The cost mistake suspended Kansas drivers make: buying a standard owner policy when they don't own a vehicle, paying for comprehensive and collision coverage on a car they don't drive, because they didn't know non-owner SR-22 exists. Non-owner policies typically cost 40–60% less than owner policies because they eliminate vehicle-damage coverage entirely. If you sold your vehicle after suspension, let it be repossessed, or never owned one, non-owner SR-22 is the correct product.
Kansas License Reinstatement Fee
$59
Paid to Kansas Division of Vehicles when reinstating after suspension. This fee is separate from your SR-22 filing fee and separate from your insurance premium. Required before Kansas will issue restricted driving privileges or restore full driving privileges.
Kansas Department of Revenue, Division of Vehicles
Kansas Carriers Writing SR-22 by Suspension Trigger
Not all carriers write all SR-22 triggers. Kansas DUI suspensions under K.S.A. 8-1002 require ignition interlock device installation as a condition of restricted license or reinstatement. Some carriers won't write policies requiring IID installation. Bristol West, Dairyland, The General, and Progressive all write DUI with IID in Kansas. State Farm writes first-offense DUI but may decline if you have multiple violations or prior insurance lapses.
Kansas uninsured-motorist suspensions and insurance-lapse suspensions require SR-22 but don't require IID. These triggers are lower-risk from a carrier's perspective and more standard carriers will write them. Geico, Progressive, and National General all write uninsured-motorist SR-22 in Kansas.

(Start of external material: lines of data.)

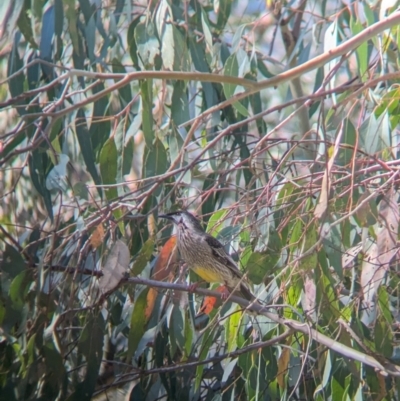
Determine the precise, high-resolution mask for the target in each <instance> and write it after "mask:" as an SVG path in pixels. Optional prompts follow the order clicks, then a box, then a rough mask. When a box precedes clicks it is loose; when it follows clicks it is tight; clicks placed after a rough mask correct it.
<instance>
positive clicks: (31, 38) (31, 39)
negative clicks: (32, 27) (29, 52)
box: [17, 0, 38, 49]
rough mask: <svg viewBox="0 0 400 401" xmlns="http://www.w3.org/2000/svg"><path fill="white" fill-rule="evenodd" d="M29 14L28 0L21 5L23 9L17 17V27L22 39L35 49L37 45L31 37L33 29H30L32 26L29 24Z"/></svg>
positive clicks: (29, 3)
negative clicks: (20, 12)
mask: <svg viewBox="0 0 400 401" xmlns="http://www.w3.org/2000/svg"><path fill="white" fill-rule="evenodd" d="M30 13H31V2H30V1H28V0H25V1H24V3H23V8H22V10H21V13H20V15H19V18H18V21H17V25H18V28H19V30H20V31H21V33H22V35H24V38H25V40H26V41H27V42H29V44H30V45H31V47H32V48H33V49H37V48H38V45H37V43H36V41H35V37H34V35H33V29H32V24H31V18H30V17H29V14H30Z"/></svg>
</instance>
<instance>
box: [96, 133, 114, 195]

If your suspension came from unpaid tickets or failure to appear in court, Kansas may not require SR-22 at all — the Division of Vehicles specifies SR-22 requirements by violation type and you should verify your specific trigger before purchasing coverage you don't legally need.

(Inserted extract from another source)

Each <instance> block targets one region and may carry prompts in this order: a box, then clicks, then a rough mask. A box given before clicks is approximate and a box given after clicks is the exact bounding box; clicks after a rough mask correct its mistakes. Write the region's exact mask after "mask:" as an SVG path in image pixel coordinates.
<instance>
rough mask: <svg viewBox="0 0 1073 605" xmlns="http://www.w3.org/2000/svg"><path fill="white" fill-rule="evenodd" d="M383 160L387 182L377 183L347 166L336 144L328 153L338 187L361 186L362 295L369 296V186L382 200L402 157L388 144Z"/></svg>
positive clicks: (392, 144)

Compare All Tiers Before You Buy
Request quotes from at least one standard carrier, two non-standard carriers, and confirm each will file SR-22 electronically to Kansas KDOR within your deadline. Ask each carrier their SR-22 filing fee, whether they file same-day or require underwriting review, and whether they write your specific violation trigger. Kansas doesn't publish a list of approved SR-22 carriers — any carrier licensed in Kansas can file SR-22, but not all carriers choose to write high-risk policies.

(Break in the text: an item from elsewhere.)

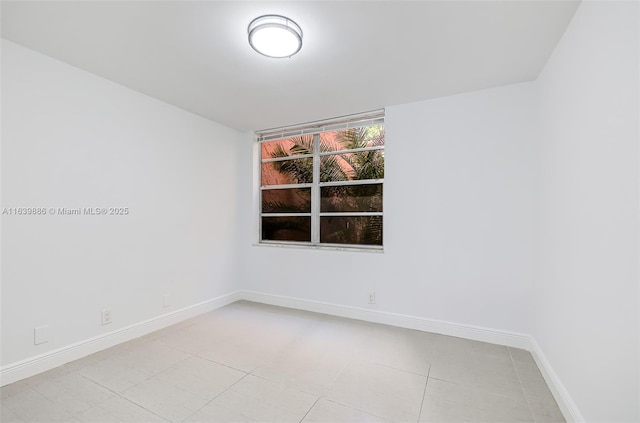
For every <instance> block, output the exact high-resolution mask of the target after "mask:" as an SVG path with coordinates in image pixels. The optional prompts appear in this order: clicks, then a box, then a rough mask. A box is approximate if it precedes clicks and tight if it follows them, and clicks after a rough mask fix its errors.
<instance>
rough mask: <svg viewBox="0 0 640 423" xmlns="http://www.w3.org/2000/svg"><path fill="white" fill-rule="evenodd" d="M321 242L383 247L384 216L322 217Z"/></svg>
mask: <svg viewBox="0 0 640 423" xmlns="http://www.w3.org/2000/svg"><path fill="white" fill-rule="evenodd" d="M320 242H322V243H328V244H360V245H382V216H356V217H353V216H331V217H320Z"/></svg>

If you're working with a broker, confirm the broker accesses non-standard underwriters, not just standard-tier carriers. Many captive agents represent only one standard carrier and will tell you their carrier is your only option when in fact non-standard carriers would file faster and quote lower. Independent agents and online comparison tools that include non-standard carriers give you the full pricing picture. Kansas SR-22 requirements don't change by carrier — every carrier files the same form certifying the same minimum liability limits — so carrier choice is purely about price, filing speed, and whether they'll write your trigger.